The movement away from WML requirements for certain listed waste management activities initially commenced in November 2013, with the enactment under NEMWA of the List of Waste Management Activities that have or are likely to have a Detrimental Effect on the Environment (WML List). The WML List removed WML requirements for certain listed waste management activities and included them under a Category C, which only requires compliance with National Norms and Standards relevant to the particular waste management activity.

The Minister of Environmental Affairs recently published draft amendments to the WML List, which propose that sorting, shredding, grinding, crushing, screening or bailing of general waste (Item 3(2) Activity) be removed from Category A and added as a Category C waste management activity. Draft Norms and Standards for the Item 3(2) Activity (Item 3(2) Draft Norms and Standards) have also been published. If these draft amendments and the Item 3(2) Draft Norms and Standards are promulgated, entities wishing to undertake the Item 3(2) Activity will no longer require a WML, but will only need to comply with the Draft Item 3(2) Norms and Standards.

The Draft Item 3(2) Norms and Standards propose that the location, construction, design and operation of, and access to, the waste facilities for an Item 3(2) Activity must comply with its provisions. They furthermore propose the preparation of an emergency preparedness plan; monitoring and inspection of the waste storage facilities and storm water containment systems; bi-annual internal and external audit reports; and compliance with decommissioning standards when waste facilities cease operation.

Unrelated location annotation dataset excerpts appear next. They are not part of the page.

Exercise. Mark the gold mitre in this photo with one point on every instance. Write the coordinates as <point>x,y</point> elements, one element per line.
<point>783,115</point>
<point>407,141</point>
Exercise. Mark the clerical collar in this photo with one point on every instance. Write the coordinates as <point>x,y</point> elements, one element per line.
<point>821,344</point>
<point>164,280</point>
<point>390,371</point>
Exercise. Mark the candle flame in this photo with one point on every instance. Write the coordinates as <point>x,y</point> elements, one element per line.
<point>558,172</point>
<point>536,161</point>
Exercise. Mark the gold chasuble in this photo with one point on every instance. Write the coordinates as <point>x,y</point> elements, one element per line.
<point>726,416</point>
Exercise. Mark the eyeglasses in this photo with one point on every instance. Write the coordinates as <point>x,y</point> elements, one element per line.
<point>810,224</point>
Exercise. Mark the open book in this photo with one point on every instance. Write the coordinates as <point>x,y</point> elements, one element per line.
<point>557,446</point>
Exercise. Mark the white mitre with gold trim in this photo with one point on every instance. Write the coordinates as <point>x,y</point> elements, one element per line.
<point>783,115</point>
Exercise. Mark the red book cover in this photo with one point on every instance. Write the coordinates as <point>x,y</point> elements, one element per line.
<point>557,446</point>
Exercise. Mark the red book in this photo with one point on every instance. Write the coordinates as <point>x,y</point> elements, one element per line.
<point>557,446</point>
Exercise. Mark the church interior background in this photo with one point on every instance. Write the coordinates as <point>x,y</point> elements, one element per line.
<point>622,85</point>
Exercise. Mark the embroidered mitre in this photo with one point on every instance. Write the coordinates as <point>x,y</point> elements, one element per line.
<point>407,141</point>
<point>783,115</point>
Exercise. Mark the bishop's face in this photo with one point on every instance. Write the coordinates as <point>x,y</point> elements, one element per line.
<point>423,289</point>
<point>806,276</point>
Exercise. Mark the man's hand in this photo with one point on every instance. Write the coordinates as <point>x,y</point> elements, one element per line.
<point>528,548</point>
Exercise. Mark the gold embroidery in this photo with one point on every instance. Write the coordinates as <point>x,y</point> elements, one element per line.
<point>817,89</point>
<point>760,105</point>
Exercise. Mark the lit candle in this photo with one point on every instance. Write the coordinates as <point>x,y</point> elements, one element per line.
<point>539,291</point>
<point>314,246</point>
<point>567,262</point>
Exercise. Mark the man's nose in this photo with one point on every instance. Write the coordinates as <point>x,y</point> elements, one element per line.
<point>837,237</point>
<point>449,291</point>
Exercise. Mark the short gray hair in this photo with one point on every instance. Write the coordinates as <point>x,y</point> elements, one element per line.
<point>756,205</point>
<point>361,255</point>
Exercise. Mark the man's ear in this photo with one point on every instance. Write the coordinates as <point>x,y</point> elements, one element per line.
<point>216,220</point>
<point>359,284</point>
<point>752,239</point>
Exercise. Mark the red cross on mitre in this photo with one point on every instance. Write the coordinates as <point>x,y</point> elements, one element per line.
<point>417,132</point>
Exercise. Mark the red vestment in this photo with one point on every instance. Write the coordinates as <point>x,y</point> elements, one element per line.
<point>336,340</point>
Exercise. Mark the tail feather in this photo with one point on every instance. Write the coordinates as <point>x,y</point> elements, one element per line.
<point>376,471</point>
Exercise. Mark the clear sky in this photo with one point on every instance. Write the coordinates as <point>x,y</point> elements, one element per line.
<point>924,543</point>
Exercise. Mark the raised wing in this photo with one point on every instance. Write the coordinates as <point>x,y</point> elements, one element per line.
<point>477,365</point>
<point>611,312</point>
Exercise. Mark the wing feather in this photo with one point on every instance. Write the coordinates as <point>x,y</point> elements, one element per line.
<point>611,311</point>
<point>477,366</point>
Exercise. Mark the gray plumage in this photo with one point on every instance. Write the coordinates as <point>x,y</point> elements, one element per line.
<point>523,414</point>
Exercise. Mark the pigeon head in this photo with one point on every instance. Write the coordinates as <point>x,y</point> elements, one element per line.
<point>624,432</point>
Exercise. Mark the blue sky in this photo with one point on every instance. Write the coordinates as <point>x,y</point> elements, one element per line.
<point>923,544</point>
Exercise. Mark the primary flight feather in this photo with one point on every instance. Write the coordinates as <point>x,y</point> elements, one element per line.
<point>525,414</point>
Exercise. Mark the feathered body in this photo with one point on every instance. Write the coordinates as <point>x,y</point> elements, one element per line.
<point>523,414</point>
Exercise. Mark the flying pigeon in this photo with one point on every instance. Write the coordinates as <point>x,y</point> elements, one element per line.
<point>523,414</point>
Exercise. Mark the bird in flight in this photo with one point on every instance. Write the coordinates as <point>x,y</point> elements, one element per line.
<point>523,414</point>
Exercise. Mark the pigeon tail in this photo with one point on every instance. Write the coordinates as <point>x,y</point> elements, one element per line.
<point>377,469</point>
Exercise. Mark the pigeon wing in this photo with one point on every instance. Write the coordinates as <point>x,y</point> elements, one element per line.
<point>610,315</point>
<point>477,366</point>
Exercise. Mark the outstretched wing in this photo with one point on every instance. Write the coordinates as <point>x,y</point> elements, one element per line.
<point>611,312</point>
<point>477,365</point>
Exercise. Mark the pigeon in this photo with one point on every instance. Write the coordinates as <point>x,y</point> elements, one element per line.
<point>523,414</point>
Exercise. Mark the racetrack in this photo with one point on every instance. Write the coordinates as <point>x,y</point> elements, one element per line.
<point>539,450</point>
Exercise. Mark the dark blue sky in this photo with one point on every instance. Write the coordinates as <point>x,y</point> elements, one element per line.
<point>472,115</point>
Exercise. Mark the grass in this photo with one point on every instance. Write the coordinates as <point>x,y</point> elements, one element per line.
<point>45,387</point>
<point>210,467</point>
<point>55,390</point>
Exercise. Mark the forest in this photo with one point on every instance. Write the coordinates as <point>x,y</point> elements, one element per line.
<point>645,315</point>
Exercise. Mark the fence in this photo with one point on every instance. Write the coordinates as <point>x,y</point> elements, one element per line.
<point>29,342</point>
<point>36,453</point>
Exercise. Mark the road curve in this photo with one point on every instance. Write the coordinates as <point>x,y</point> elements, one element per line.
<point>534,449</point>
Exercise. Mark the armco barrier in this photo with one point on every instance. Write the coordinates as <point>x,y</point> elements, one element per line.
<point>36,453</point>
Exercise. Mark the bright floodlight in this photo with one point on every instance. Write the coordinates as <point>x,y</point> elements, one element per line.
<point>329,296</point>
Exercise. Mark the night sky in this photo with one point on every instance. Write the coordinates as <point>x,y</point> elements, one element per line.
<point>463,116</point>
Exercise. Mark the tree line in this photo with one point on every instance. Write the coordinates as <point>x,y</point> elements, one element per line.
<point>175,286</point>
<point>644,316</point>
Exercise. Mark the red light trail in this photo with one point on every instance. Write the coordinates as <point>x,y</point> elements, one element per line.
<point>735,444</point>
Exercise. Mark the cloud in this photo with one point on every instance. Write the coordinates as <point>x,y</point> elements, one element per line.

If the Draft Item 3(2) Norms and Standards are promulgated, operators planning to commence an Item 3(2) Activity, or those already conducting an Item 3(2) Activity, will have 90 days to register their waste facility with the relevant provincial authority. Any waste facility already registered in terms of National Norms and Standards for Storage of Waste need not re-register. It is furthermore proposed that any entity who has been lawfully operating a waste facility for an Item 3(2) Activity under a WML prior to the date coming into effect of the Draft Item 3(2) Norms and Standards will have to comply with the WML until its expiry, where after compliance with the Draft Item 3(2) Norms and Standards will become mandatory.

Failure to comply with the Item 3(2) Norms and Standards would constitute a criminal offence under NEMWA, for which a maximum fine of R5 million may be imposed.

The DEA has publicly announced that the movement to reduce the number of licensing requirements for certain waste management activities is set to continue.

The South African environmental legislative framework is generally considered to be overly-regulated, requiring far too many licences from various authorities at different levels of government, often for the same activity. This is extremely costly and entities struggle to navigate a complex licensing framework. The removal of licensing requirements where the environmental impacts are not likely significant is, therefore, a welcomed development.

Comments to the draft amendments to the WML List and the Draft Norms and Standards may be submitted before 16 May 2017.